3. Invero, il richiamo alle pronunce dianzi ricordate non risulta particolarmente significativo, perché la Corte Costituzionale ha menzionato la possibilità di interpretazioni estensive della norma in esame con riferimento alla lettura fornitane anche dalla giurisprudenza di questa Corte e secondo la quale essa è applicabile, in base ad un'interpretazione logico-sistematica, oltre che letterale, anche nei casi in cui il P.M. abbia formulato una richiesta diversa da quella di rinvio a giudizio o da altra forma di promovimento dell'azione penale, prevista dall'art. 405, comma primo, cod. proc. pen. (cfr. Sez. 1, n. 35843 del 19/9/2007, P.M. in proc. Kamberi, Rv. 237314; Sez. 1, n. 30465 del 4/5/2004, P.M. in proc.
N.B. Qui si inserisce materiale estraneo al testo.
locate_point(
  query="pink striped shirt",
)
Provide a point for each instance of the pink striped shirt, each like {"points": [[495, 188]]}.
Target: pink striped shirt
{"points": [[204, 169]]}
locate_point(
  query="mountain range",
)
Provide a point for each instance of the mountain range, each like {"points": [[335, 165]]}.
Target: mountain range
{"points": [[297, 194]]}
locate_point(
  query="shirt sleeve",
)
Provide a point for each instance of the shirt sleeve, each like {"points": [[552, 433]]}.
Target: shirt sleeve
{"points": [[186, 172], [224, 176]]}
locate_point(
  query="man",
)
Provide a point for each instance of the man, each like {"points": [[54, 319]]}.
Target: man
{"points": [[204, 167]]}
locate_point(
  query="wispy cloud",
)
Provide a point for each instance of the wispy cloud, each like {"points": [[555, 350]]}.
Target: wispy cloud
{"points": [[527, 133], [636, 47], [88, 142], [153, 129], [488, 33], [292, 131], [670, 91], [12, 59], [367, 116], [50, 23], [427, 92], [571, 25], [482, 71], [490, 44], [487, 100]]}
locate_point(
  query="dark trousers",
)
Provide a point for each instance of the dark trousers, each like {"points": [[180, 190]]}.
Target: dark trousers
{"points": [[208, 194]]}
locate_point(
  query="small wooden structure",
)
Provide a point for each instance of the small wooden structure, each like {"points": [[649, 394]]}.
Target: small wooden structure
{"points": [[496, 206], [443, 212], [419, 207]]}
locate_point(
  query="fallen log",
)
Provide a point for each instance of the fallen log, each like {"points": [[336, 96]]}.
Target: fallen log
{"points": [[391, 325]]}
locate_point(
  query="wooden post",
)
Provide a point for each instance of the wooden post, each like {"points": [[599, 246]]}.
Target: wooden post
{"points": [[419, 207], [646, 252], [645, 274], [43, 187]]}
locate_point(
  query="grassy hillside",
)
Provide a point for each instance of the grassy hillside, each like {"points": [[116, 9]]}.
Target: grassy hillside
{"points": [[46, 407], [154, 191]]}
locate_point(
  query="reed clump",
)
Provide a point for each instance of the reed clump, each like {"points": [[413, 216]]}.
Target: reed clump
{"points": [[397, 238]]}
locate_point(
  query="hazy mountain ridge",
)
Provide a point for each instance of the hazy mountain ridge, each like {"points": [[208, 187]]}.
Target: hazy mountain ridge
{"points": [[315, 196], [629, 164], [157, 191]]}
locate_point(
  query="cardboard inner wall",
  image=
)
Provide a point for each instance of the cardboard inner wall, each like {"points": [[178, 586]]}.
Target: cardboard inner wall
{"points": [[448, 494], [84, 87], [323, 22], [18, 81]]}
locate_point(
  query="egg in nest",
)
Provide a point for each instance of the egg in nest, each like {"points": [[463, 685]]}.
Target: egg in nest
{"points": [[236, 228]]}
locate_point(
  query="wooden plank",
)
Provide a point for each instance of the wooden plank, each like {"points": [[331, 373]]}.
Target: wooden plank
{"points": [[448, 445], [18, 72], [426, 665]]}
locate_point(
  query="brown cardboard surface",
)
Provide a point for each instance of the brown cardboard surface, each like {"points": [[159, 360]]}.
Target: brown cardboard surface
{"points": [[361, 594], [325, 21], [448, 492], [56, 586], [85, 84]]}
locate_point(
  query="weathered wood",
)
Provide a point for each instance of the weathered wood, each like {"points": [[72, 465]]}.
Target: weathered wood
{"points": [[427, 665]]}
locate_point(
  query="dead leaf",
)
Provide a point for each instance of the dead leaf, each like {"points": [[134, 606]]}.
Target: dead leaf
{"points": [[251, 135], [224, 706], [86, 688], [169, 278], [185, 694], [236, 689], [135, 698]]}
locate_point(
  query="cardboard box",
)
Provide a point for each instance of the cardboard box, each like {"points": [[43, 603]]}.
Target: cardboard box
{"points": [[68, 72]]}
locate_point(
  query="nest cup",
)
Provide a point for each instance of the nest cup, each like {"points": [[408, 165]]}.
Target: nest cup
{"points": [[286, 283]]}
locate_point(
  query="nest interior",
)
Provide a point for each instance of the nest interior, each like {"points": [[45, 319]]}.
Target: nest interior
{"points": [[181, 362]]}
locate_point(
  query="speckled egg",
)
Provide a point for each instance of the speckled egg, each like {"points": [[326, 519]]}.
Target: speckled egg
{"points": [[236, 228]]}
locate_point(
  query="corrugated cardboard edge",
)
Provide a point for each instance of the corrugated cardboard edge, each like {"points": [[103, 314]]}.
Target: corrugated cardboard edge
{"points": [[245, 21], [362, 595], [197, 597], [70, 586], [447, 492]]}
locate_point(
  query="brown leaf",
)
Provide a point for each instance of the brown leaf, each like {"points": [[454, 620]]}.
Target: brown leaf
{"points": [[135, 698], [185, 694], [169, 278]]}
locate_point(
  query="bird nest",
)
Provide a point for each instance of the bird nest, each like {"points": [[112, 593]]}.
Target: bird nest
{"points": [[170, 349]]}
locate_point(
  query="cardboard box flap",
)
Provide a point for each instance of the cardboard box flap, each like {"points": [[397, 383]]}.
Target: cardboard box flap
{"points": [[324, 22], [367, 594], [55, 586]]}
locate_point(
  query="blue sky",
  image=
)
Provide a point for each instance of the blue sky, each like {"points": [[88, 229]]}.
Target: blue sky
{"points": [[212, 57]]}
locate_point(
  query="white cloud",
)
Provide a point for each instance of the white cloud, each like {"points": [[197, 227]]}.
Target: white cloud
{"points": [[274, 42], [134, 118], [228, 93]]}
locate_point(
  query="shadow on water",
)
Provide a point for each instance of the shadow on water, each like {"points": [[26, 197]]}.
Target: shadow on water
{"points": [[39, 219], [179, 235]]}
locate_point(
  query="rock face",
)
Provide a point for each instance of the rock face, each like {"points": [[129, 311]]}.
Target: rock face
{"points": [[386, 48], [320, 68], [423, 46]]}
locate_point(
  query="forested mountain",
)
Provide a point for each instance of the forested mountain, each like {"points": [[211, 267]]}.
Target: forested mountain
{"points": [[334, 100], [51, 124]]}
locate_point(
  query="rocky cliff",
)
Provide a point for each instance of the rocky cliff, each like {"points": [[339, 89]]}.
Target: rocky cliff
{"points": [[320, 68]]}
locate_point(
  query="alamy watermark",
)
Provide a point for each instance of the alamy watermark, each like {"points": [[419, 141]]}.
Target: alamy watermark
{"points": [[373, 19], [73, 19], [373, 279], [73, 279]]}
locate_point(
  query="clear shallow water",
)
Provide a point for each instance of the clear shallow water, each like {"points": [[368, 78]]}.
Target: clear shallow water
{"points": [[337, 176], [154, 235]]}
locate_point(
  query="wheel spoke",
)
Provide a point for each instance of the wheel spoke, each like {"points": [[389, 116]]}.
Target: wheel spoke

Hoxha ed altro, Rv. 229794).

Si tratta, tuttavia, di casi sempre riferiti ad ipotesi di espulsione amministrativa disposta in base all'art. 13 d.lgs. 286/1998.

Per ciò che concerne, poi, l'applicazione analogica in «bonam partem» cui è pervenuta altra Sezione di questa Corte, si verte in ipotesi del tutto diversa rispetto a quella relativa al caso in esame.

4. Ritiene inoltre il Collegio che dai precedenti richiamati, non strettamente pertinenti alla questione qui esaminata, non possano trarsi suggerimenti interpretativi mutuabili, poiché, come osservato correttamente nell'atto di impugnazione, il tenore letterale della disposizione non può essere superato mediante una lettura estensiva, effettuata facendo ricorso al criterio interpretativo della intenzione del legislatore, come avvenuto nei casi in precedenza richiamati, perché, in quello sottoposto all'attenzione del G.U.P. il legislatore aveva chiaramente manifestato la propria volontà attraverso la contestuale modifica apportata agli artt. 13 e 16 del d.lgs. 286/1998.

Invero, la legge 30 luglio 2002, n. 189 «Modifica alla normativa in materia di immigrazione e di asilo» è intervenuta contestualmente sulle richiamate disposizioni, cosicché l'esplicito richiamo, nell'art. 13, comma 3-quater, ai soli casi previsti dai commi 3, 3-bis e 3-ter, deve ritenersi voluto, come voluta deve anche ritenersi la mancanza di richiami ad altre disposizioni e, segnatamente, al successivo articolo 16.

Neppure rileva, ai fini di una diversa lettura della norma, il richiamo, contenuto in tale ultima disposizione e valorizzato dal giudice del merito, al comma 2 dell'art. 13, presente nell'art. 16, comma 5, il quale, anzi, conferma che il legislatore, nell'apportare le modifiche, ha tenuto conto delle diverse disposizioni.

5. Deve pertanto affermarsi che l'ambito di operatività del comma 3- quater dell'art. 13 d.lgs. 286/1998 è limitato ai soli casi di cui ai commi 3, 3-bis e 3-ter del medesimo articolo e non può essere esteso anche ai casi di espulsione a titolo di sanzione sostitutiva o alternativa alla detenzione disposta ai sensi dell'art. 16 del medesimo d.lgs.

Ne consegue che la sentenza impugnata deve essere annullata con rinvio al Tribunale di Torino.

 

P.Q.M.

 

Annulla la sentenza impugnata con rinvio al Tribunale di Torino.